To investigate Rv1362c's potential role in stress response pathways, researchers should implement this comprehensive experimental approach:

• Expression profiling under relevant stresses:

  • Hypoxia (Wayne model and defined oxygen tensions)

  • Nutrient limitation (carbon, nitrogen, phosphorus starvation)

  • Acidic pH (modeling phagosomal environment)

  • Nitrosative and oxidative stress

  • Host-relevant antimicrobial peptides exposure

• Functional phenotyping of mutant strains:

  Strain	Condition	Measurement Parameters
  WT vs. ΔRv1362c	Hypoxia	Survival, ATP levels, NAD+/NADH ratio
  WT vs. ΔRv1362c	Acidic pH	Growth rate, membrane integrity, pH homeostasis
  ΔRv1362c+complement	Nutrient limitation	Metabolomic profile, transcriptional response
  Rv1362c overexpression	Oxidative stress	ROS levels, DNA/lipid damage markers
  Conditional knockdown	Macrophage infection	Bacterial survival, phagosome maturation

• Pathway mapping strategies:

  • Epistasis analysis with known stress response regulators (DosR, PhoP, etc.)
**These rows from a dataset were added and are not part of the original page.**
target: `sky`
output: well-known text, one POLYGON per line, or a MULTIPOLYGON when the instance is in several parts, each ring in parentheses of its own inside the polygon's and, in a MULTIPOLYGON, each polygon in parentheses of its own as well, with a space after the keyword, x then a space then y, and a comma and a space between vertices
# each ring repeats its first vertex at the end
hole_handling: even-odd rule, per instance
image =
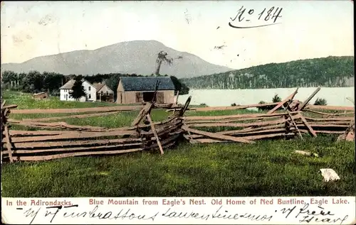
POLYGON ((241 69, 354 55, 353 27, 349 0, 1 1, 1 61, 23 62, 123 41, 155 40, 209 62, 241 69), (274 23, 266 17, 272 7, 271 15, 280 11, 274 23), (244 20, 232 21, 241 8, 244 20), (236 28, 229 22, 244 27, 274 24, 236 28))

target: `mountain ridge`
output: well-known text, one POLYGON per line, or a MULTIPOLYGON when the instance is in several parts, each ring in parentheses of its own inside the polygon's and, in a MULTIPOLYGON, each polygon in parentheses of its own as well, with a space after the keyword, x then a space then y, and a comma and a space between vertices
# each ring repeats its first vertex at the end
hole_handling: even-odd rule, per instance
POLYGON ((20 63, 1 64, 1 72, 54 72, 63 75, 127 73, 151 75, 161 50, 174 59, 172 65, 163 64, 160 73, 178 78, 207 75, 234 69, 208 62, 194 54, 180 52, 157 40, 132 40, 103 46, 95 50, 78 50, 38 56, 20 63), (182 58, 178 58, 182 57, 182 58))
POLYGON ((328 56, 267 63, 207 76, 184 78, 191 89, 352 87, 354 56, 328 56))

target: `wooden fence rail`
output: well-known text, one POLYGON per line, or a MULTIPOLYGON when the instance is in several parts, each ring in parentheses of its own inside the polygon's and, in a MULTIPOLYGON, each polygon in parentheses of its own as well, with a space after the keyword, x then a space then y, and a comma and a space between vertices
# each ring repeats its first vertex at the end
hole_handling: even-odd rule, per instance
POLYGON ((191 97, 181 107, 173 106, 171 118, 159 122, 152 121, 155 102, 145 106, 110 106, 88 109, 48 110, 18 109, 16 105, 1 102, 1 160, 14 161, 47 160, 80 155, 102 155, 137 151, 158 151, 172 147, 181 136, 191 143, 238 142, 253 143, 256 140, 286 138, 309 133, 339 135, 340 140, 355 138, 354 107, 311 106, 308 103, 320 89, 304 102, 294 100, 298 89, 281 102, 227 107, 205 107, 196 111, 231 110, 274 106, 266 113, 224 116, 184 116, 191 97), (92 126, 75 126, 63 121, 48 122, 67 118, 87 118, 114 114, 118 111, 140 110, 130 126, 106 128, 92 126), (41 118, 9 119, 9 114, 78 113, 86 114, 41 118), (95 112, 95 113, 93 113, 95 112), (88 114, 91 113, 91 114, 88 114), (47 122, 46 122, 47 121, 47 122), (41 128, 40 131, 16 131, 11 124, 41 128), (56 130, 53 130, 56 129, 56 130))

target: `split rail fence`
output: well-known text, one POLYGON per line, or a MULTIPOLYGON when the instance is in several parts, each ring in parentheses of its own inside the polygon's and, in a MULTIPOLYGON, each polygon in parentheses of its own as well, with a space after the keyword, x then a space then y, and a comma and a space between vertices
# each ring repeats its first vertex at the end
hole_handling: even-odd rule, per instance
POLYGON ((157 106, 152 101, 142 106, 112 106, 89 109, 15 109, 16 105, 1 102, 1 160, 4 161, 37 161, 80 156, 120 154, 137 151, 157 151, 172 147, 181 137, 191 143, 239 142, 253 143, 266 138, 303 138, 303 133, 313 137, 318 134, 337 134, 340 139, 355 138, 355 108, 313 106, 308 103, 318 88, 307 99, 295 100, 298 89, 281 102, 228 107, 189 109, 192 97, 184 106, 157 106), (214 111, 239 109, 266 106, 274 106, 266 113, 216 116, 184 116, 187 110, 214 111), (153 122, 154 108, 169 107, 170 118, 153 122), (53 119, 85 118, 138 110, 129 127, 106 128, 75 126, 65 122, 48 122, 53 119), (9 113, 78 113, 90 114, 14 120, 9 113), (46 122, 47 121, 47 122, 46 122), (39 131, 19 131, 11 124, 40 128, 39 131), (53 130, 56 129, 56 130, 53 130))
  • ChIP-seq to identify potential regulators binding to the Rv1362c promoter

  • Phosphoproteomics before and after stress induction

  • Metabolic flux analysis in wild-type vs. mutant strains

• Single-cell approaches:

  • Reporter constructs to monitor Rv1362c expression at single-cell level

  • Correlation with stress response heterogeneity

  • Fate tracking during stress exposure and recovery

These approaches would systematically evaluate Rv1362c's involvement in specific stress response pathways, contextualizing its function within the complex adaptation mechanisms that enable M. tuberculosis pathogenesis and persistence.